Boracay's ₱25,000 Rooms Are Built on Staff Sleeping Four to a Bunk
The island sells paradise at premium rates. The people making the beds are sharing them with three coworkers in cramped staff housing behind the resort walls.
Walk past the manicured pool decks of Station 1 and find the back gate. That's where the staff dorms are. Four to a room, sometimes six, bunk beds pressed against thin plywood walls, one bathroom shared between a dozen housekeepers who started their shifts at 5 AM.
The room they cleaned this morning costs ₱25,000 a night. Their monthly salary, in many cases, doesn't cover three of those nights.
The math nobody on the brochure wants to do
Boracay's hospitality wages sit at or near regional minimum, which in Western Visayas hovers around ₱450 a day for non-agricultural workers. Some five-star resorts pay slightly above. Most don't, especially for housekeeping, kitchen stewards, and groundskeepers hired through manpower agencies.
Service charge is supposed to fill the gap. Workers say it often doesn't show up the way the law promises, or it gets split with management ranks who already earn more. Pay slips disappear into deductions for uniforms, IDs, and the same staff housing that's making them sleep in shifts.
And housing is the trap. Rent on the island is brutal, even for a partition in D'Mall. Most workers come from Aklan, Antique, Iloilo, sometimes farther. The resort dorm isn't a perk. It's the only way the job is physically possible.
Built into the business model
This isn't a glitch in Boracay tourism. It's the structure. Premium rates require premium amenities, which require labor that has to be on-site, on-call, and cheap enough to keep margins fat for foreign and Manila-based ownership.
The 2018 rehabilitation closed the island for six months and promised a reset. Sewage got better. Worker conditions did not. The same agencies that supplied staff before the closure supplied them after, on the same contracts, with the same six-month renewals that keep workers permanently probationary and permanently disposable.
Ask about unionizing and watch the conversation end. Resort HR departments have long memories. So do the agencies. A housekeeper flagged as a troublemaker on one property quietly stops getting endorsed to others.
What the tourist doesn't see
The infinity pool photo on Instagram doesn't show the worker who scrubbed it at dawn before walking to a bunk bed she shares with a stranger from Kalibo. The ₱1,800 buffet doesn't itemize the dishwasher pulling double shifts because his agency contract counts split shifts as one workday.

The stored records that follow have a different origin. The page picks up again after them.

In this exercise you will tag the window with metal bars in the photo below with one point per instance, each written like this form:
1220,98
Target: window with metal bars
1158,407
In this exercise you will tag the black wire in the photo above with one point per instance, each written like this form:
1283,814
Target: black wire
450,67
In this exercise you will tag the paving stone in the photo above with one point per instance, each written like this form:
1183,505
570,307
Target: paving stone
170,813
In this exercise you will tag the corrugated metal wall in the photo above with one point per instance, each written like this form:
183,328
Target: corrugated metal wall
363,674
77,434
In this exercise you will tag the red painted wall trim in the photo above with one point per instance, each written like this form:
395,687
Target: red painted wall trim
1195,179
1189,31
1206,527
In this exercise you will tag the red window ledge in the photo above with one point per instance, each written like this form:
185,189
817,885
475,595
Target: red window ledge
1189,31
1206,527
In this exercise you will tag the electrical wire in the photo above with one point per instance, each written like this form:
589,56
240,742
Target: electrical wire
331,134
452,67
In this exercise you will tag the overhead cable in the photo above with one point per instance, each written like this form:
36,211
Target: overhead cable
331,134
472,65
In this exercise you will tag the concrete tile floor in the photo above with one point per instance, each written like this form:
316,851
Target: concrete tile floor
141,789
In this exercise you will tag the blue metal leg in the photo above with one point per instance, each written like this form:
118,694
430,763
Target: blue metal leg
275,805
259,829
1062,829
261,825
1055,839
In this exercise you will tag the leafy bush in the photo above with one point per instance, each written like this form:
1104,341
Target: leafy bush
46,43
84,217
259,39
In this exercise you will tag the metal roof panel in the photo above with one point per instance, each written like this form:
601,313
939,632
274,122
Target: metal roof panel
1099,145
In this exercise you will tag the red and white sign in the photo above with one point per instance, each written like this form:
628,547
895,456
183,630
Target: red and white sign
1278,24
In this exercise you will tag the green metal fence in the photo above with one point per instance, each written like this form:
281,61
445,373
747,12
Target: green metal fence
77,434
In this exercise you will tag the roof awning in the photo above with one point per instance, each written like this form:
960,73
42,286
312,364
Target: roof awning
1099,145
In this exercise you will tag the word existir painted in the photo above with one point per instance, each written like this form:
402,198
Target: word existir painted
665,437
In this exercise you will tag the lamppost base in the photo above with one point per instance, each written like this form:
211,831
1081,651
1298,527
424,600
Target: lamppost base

Foreign guests tip in dollars and feel generous. The tip pool gets divided by 200 staff and taxed. What lands in the pay envelope is enough for load and a sachet of shampoo.
Boracay isn't going to stop selling itself as paradise. The rates will keep climbing. The next round of luxury developments is already breaking ground on the quieter side of the island, with staff housing planned at the same density as a college dormitory.
The bunk beds are getting more crowded. The contracts are getting shorter. The room rate on the website went up again last week.